Beef ban to stay, admits minister

Click to follow
The Government admitted last night that there was no prospect of getting the export ban on British beef lifted for the foreseeable future, as it faced a tight Commons vote on a Labour motion deploring its handling of the crisis.

Douglas Hogg, the Agriculture Minister, told gloomy Conservative MPs:"We are not going to get from the member states an absolute guaranteed timetable leading to dates when the ban will be lifted."

Northern Ireland MPs - whose votes are critical while the Government has a majority of one - reacted with dismay after Mr Hogg admitted that ministers had not yet tabled "detailed working papers" to try to secure a lifting of the ban for certified BSE-free herds, fed mainly on grass, in Northern Ireland and Scotland.

Mr Hogg said other European Union countries were "facing very strong internal pressure from their consumers and from their farming unions, not to agree to a rapid and substantial lifting of the ban.
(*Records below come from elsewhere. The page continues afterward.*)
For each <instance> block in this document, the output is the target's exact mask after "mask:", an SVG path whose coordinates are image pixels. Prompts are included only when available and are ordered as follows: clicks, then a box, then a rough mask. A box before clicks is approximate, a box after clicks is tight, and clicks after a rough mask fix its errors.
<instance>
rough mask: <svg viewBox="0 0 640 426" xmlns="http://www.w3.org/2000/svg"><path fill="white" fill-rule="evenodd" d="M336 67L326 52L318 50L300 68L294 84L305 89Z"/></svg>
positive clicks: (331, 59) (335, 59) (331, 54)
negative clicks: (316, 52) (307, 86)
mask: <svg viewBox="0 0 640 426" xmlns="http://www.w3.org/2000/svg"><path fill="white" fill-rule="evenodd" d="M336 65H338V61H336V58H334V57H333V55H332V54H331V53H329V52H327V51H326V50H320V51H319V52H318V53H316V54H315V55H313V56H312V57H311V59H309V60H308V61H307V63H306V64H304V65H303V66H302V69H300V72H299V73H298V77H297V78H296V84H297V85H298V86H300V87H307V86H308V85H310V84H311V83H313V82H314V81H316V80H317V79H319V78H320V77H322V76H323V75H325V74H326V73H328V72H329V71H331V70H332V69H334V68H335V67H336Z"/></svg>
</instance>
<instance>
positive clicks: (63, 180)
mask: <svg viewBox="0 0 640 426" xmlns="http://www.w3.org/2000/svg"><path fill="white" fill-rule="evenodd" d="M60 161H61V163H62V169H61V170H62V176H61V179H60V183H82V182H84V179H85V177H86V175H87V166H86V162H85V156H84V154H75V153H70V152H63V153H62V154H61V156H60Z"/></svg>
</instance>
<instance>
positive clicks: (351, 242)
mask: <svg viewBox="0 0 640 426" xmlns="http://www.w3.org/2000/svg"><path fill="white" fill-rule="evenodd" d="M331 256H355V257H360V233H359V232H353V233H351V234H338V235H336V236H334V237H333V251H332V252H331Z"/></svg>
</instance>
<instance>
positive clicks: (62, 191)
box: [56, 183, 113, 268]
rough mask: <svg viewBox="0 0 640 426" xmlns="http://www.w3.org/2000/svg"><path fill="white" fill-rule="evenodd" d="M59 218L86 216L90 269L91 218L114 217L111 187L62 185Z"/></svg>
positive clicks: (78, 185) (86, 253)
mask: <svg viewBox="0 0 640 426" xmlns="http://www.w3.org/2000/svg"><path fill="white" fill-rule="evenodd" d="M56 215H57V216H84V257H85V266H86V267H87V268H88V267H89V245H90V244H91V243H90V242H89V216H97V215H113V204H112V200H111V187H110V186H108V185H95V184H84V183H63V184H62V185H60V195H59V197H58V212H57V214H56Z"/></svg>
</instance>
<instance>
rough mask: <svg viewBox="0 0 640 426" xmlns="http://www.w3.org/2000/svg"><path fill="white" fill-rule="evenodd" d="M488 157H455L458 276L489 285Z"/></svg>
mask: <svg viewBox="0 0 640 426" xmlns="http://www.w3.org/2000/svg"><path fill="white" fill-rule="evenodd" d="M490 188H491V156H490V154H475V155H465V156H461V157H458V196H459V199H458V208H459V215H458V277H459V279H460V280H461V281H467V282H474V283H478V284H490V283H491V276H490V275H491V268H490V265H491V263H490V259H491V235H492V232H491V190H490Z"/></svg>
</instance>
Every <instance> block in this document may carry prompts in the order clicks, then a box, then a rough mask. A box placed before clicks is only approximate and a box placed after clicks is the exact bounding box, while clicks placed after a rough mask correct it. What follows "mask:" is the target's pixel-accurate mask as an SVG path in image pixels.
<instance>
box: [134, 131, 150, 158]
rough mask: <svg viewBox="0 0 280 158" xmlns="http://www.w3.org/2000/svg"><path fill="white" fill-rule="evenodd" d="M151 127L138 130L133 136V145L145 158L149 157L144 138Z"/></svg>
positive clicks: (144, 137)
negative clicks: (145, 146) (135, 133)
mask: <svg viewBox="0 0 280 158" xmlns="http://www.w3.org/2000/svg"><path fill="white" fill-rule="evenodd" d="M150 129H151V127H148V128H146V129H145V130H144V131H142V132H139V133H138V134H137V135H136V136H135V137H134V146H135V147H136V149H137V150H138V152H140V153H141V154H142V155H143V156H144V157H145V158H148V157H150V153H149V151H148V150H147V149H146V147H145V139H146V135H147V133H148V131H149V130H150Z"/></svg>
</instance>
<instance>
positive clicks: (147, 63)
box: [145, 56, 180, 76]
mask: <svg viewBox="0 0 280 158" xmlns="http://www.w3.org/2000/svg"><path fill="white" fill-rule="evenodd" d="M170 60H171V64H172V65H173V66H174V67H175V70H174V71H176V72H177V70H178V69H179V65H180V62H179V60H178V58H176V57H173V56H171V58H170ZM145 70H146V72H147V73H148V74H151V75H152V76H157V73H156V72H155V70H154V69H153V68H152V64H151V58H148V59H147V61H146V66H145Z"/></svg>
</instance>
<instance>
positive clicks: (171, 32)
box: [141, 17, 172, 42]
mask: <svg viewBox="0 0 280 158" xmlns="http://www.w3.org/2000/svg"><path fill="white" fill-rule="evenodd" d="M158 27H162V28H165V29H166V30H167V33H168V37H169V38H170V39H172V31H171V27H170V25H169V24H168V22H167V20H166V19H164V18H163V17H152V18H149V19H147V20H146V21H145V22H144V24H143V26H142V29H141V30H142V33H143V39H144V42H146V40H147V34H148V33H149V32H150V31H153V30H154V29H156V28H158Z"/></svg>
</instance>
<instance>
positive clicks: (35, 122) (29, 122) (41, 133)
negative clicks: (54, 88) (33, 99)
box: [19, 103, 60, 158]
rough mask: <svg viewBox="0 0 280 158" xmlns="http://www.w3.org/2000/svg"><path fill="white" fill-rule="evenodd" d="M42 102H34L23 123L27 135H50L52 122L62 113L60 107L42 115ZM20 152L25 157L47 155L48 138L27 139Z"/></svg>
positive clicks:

"And therefore it seems to us probably that the best way forward is to concentrate on the specialist herds and possibly on cattle born after 1 August."

Robin Cook, Labour's foreign affairs spokesman, who mocked Malcolm Rifkind, the Foreign Secretary, for failing to speak for the Government in the debate, challenged Mr Hogg over the Government's failure to secure a lifting of the ban by this month - as promised by the Prime Minister after the Florence summit in June.

Mr Hogg found himself interrupted repeatedly by disbelieving Tory backbenchers, many of whom were not rebels and not likely to vote against the Goverment, but whose obvious despair sapped morale on the Tory side of the House of Commons.